Foreign investment in our oil and gas has made economic indicators like exports and GDP look good, but foreign ownership of our west coast gas reserves has done next to nothing for jobs, wages or corporate income tax collection. The Reserve Bank told me that if Australians want to benefit from trillions of dollars of natural gas off the coast of Western Australia they need to get a job in the sector or buy shares in oil and gas giants with names like Chevron, ExxonMobil, Shell, BP and ConocoPhillips.

What stops the government changing the law so that Australians benefit from the vast reserves of natural gas in Commonwealth waters off the coast of Western Australia? It is the fear of arbitration in foreign tribunals under provisions in free trade agreements, known as investor state dispute settlement provisions, or ISDS provisions. These fears are justified, because in 2011 Philip Morris took the government to a foreign tribunal claiming compensation in connection with the tobacco plain-packaging laws. The Productivity Commission told the government to avoid ISDS provisions because they give foreign investors greater rights than those enjoyed by Australian investors, but the government rejected the advice, accepting ISDS provisions in the Trans-Pacific Partnership, or TPP-11. New Zealand is a signatory to TPP-11, but it avoided ISDS provisions through side letters. Australia could have done the same—again, stupid.

In 2018, One Nation voted against the enabling legislation for TPP-11, but our votes made no difference because Labor voted with the government. Instead of fixing weak laws, the government finds itself pinned to the ground by multinationals whose knees are pressed on the government's neck. In this position of weakness, the government has decided not to take on the west coast gas cartel but has instead proposed a gas led strategy based on new gas production in Queensland. This strategy involves the government encouraging fracking of the gas on prime agricultural land; guaranteeing new production through 'take or pay' multiyear contracts; and lumping east coast gas users with high prices.

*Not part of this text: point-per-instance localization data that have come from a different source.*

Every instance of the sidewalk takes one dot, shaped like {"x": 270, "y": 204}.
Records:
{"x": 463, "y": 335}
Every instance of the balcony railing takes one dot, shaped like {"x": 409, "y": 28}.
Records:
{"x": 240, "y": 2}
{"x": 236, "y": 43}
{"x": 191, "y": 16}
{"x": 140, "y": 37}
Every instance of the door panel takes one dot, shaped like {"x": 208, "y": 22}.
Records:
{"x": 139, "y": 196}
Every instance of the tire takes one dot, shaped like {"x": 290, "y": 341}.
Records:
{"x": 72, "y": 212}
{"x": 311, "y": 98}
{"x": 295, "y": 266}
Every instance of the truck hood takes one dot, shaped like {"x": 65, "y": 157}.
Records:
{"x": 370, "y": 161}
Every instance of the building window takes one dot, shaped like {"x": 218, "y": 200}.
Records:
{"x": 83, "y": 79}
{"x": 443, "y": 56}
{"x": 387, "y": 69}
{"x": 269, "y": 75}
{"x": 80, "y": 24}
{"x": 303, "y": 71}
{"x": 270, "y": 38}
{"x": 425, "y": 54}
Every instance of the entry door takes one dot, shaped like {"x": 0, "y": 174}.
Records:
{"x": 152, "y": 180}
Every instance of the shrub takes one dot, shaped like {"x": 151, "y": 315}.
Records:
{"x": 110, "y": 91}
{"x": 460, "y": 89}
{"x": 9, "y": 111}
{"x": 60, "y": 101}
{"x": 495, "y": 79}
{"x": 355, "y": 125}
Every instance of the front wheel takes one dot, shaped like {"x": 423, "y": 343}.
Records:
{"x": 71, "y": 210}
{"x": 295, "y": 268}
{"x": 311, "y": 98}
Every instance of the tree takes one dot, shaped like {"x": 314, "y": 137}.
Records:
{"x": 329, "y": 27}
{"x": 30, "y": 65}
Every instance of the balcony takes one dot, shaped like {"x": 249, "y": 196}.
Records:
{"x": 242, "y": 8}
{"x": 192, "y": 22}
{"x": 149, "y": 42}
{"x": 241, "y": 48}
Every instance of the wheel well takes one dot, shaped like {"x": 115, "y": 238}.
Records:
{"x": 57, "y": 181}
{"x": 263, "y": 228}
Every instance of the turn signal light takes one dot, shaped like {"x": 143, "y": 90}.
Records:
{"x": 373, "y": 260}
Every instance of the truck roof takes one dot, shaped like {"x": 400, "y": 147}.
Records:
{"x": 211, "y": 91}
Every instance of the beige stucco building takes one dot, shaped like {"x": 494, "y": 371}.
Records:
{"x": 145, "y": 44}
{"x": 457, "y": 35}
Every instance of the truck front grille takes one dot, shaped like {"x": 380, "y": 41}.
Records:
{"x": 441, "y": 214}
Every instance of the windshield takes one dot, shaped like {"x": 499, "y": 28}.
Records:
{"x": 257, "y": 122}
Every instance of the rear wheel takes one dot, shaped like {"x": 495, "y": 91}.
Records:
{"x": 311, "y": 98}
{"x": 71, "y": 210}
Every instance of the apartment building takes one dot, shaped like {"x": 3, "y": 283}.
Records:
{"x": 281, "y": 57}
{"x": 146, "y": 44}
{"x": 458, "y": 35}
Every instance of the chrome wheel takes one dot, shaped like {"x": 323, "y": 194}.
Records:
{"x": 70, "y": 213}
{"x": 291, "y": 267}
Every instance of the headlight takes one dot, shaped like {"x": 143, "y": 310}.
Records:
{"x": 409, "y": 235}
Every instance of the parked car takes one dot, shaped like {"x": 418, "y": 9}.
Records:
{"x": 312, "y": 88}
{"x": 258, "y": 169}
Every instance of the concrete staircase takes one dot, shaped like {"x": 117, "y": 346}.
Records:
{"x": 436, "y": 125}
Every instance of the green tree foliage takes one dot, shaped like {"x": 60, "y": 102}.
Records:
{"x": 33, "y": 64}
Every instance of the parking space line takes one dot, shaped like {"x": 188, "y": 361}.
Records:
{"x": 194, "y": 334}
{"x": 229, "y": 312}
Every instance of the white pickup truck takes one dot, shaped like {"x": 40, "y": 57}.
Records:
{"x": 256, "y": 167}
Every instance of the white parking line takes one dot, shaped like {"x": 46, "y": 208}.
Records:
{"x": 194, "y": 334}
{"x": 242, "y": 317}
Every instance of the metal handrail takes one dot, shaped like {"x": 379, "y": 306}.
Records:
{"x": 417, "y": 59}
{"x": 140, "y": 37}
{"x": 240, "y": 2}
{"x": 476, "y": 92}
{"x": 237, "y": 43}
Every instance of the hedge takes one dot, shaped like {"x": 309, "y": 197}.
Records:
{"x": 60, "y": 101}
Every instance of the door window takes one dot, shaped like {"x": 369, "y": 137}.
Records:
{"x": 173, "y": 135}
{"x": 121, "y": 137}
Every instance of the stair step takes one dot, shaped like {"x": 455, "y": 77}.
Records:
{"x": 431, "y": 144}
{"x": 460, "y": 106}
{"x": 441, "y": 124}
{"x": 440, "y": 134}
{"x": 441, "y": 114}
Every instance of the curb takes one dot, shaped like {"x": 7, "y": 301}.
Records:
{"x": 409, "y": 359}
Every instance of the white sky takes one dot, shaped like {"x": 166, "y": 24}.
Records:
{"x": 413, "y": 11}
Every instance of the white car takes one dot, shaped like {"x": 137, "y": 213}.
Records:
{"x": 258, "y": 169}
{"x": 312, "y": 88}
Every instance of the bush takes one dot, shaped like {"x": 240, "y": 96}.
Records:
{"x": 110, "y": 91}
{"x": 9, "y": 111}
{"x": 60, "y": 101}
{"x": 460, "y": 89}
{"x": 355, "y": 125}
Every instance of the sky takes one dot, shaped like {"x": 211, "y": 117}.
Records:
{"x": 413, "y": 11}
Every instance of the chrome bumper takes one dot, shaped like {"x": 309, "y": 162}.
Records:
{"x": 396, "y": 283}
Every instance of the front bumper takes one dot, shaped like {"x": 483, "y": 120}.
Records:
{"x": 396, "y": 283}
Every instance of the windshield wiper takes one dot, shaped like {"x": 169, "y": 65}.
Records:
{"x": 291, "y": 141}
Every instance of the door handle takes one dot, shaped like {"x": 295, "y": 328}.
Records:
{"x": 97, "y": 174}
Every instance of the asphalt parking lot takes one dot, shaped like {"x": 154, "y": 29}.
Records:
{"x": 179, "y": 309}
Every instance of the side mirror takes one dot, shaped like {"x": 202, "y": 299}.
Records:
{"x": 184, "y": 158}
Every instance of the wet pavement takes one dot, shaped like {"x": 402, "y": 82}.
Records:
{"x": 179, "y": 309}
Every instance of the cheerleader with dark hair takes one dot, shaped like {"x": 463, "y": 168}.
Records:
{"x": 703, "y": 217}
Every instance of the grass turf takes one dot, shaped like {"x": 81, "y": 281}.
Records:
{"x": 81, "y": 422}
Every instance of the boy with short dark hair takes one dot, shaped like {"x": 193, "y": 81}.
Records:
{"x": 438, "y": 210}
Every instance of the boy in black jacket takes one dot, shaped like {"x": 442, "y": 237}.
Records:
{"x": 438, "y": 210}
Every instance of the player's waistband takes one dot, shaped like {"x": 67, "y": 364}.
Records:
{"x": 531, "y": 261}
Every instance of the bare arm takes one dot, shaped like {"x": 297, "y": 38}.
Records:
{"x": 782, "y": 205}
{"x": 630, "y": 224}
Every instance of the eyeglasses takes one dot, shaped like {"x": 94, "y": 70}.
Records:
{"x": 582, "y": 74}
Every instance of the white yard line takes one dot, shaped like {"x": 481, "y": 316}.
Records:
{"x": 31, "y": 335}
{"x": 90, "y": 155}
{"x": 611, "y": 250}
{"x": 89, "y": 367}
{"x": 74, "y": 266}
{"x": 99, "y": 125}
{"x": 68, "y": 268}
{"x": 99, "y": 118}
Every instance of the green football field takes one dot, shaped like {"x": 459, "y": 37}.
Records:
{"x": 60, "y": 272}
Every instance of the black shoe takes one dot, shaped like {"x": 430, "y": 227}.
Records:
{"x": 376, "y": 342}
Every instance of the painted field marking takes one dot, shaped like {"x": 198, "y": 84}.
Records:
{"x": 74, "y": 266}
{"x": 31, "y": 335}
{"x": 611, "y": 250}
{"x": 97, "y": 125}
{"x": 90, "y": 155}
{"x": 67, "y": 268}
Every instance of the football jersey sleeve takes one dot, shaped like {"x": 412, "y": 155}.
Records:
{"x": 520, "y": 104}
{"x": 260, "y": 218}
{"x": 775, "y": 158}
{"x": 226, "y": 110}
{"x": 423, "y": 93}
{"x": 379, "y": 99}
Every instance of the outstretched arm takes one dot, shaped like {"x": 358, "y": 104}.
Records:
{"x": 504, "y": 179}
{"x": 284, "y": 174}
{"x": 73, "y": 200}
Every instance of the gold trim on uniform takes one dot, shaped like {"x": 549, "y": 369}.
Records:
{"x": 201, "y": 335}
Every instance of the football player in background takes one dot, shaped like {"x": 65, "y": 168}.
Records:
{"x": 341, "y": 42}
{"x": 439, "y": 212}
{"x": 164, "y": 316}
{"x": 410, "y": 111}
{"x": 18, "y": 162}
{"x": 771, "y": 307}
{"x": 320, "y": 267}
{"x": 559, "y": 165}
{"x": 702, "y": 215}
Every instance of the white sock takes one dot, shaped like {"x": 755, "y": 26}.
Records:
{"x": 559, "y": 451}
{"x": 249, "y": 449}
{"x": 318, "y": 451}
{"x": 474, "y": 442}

The government must stop picking winners and subsidising electricity generation—first solar, then wind and now gas. Government should get out of the way and let these market players compete against each other so we get the lowest electricity prices. Government interference in the markets always ends badly. In this case, it has left Australia with globally uncompetitive energy prices which will kill off the manufacturing strategy and jobs throughout the economy. If the government persists with guaranteeing the gas industry in Queensland then we are doomed to high gas prices and lower living standards. With gas demand falling since 2014, it is inevitable under multiyear 'take or pay' contracts that the taxpayers of the future will pay for gas which is not needed, just as the Northern Territory pays for gas it does not need from the Blacktip project.

Essential services like water, gas, electricity and telecommunications should be in the government's hands, because it is clear that the government is a hopeless regulator. The government must provide a level playing field if Australian businesses are to have a chance of growing the economy and providing prosperity to Australia. Being timid will not get us there.

We must reform the foreign investment regime if Australia is to remain free to determine its own future. As I've said, there was nothing in the budget to actually encourage Australian industries and manufacturing. We are competing on a world stage, and our free trade agreements are destroying, and have destroyed, our industries and manufacturing. It's a shame that the government, with COVID-19, got out there and said we need to change our industries and manufacturing productivity here in Australia but they showed nothing of it in the budget.